Oui, comme je l’explique du reste dans mon livre, il y a une montée de ce que les médias appellent “le populisme”, terme méprisant auquel je préfère celui de rejet des élites. C’est un vote massif de tous les dindons de la farce, après trente ans de dérèglementation, mondialisation et libéralisation, qui a pour verso une ouverture sans précédent des frontières avec les problèmes migratoires qui en découlent. Ces dindons peuvent varier d’un pays à l’autre, mais le message est identique : nous voulons peser sur le cours des choses, nous voulons être protégés, nous voulons chasser ceux qui ont présidé aux décisions qui nous ont conduit dans ce mal-être identitaire et économique. Ils sont de plus en plus perméables à des discours simplificateurs et révolutionnaires, quitte à s’asseoir sur toute approche rationnelle des problèmes. L’incompréhension avec “les élites” polyglottes et mobiles est totale, que ces dernières vivent à Londres, Paris ou New-York. Il n’y a qu’à lire les tweets de notre ambassadeur là-bas, tellement représentatif de ces petits marquis de la mondialisation heureuse. Du Brexit à Trump, de Siriza à Podemos, c’est un vote croissant contre la mondialisation et l’intégration mondiale.

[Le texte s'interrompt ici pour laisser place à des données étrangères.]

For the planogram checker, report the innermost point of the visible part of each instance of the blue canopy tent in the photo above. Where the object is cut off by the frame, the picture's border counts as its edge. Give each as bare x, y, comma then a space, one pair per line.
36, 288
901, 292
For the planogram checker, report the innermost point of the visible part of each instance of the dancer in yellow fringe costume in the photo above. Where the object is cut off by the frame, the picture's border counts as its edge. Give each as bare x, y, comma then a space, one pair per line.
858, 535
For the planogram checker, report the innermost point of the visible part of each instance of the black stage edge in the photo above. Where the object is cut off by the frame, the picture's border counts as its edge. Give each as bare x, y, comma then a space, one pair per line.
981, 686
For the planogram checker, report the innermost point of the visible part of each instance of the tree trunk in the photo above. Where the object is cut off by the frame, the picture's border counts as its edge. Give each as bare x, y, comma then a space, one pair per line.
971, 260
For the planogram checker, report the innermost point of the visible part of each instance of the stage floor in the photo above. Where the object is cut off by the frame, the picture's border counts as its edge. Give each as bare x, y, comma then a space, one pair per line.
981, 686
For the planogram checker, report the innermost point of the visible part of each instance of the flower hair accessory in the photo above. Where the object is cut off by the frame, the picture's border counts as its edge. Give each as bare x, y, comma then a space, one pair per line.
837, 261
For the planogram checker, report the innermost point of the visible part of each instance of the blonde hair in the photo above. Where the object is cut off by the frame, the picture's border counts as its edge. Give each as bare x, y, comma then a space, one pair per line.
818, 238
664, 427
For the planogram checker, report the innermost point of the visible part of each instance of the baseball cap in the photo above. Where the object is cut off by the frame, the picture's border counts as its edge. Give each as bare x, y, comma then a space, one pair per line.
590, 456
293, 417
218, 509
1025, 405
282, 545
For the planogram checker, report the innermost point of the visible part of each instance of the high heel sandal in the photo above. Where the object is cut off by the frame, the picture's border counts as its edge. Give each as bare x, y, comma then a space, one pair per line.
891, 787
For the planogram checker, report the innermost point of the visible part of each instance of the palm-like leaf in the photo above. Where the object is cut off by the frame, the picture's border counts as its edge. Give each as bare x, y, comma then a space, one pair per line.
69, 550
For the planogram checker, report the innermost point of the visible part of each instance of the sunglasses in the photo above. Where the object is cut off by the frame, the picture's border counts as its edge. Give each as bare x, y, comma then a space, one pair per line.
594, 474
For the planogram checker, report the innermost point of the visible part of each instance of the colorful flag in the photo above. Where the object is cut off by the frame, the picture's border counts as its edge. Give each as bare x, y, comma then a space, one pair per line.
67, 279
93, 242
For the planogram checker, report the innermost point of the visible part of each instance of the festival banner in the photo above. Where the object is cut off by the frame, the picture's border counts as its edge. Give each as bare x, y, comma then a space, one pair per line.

Aux Etats-Unis, cependant le scrutin garde sa saveur particulière. C’est un pays janus, capable de voter pour Georges Bush, Ronald Reagan ou Donald Trump – lorsque le pays profond des “petits-blancs” se réveille – ou Bill Clinton, Jimmy Carter, Barack Obama – lorsque sa partie mondialisée (les villes, les minorités) prend le dessus. Le pays est lui-même un pays monde et du coup la fracture entre les deux Amériques va croissante, et explique la fin du consensus politique américain. Lorsque Barack Obama a été élu, il y a 8 ans, pour l’Amérique du Tea Party, cela a été vécu comme un traumatisme. L’élection de Donald Trump sonne comme le retour de balancier, et ne déroge pas par rapport aux autres alternances. J’étais étudiant aux Etats-Unis et j’ai vécu le recomptage Gore/Bush : je peux vous assurer que c’était autrement plus violent. Copé-Fillon à coté, c’était de la gnognotte.

Trump a gagné, parce que le rejet d’Hillary Clinton, illustration de tout ce que je n’aime pas en politique, a été plus fort, et parce que le système politique des grands électeurs permet aux perdants de la mondialisation d’êtee majoritaires au niveau fédéral tout en étant (encore) minoritaires en voix. Si le Vaucluse ou la Correze comptait plus que Paris ou Marseille, le FN serait effectivement aux portes du pouvoir.

Le peuple souverain a voté. Il peut se tromper, c’est le privilège de la démocratie.

Marine le Pen peut voir les similitudes avec Trump. Etonnant, car moi il me fait penser à son père, dont elle aime dénoncer les outrances. On pourrait lui rétorquer aussi que les Américains ont mis à la porte une famille dynastique qui depuis un quart de siècle utilise son nom comme une marque collective.

Tout ceci prouve surtout qu’il y a urgence, dans notre pays, à rétablir une démocratie qui agit, qui fonctionne, qui résout les problèmes, et que notre petit monde germano-pratin qui a enterré la nation en 1990, n’a toujours rien compris au réveil des peuples, comme en 1848, comme en 1968, qui ne fait que commencer.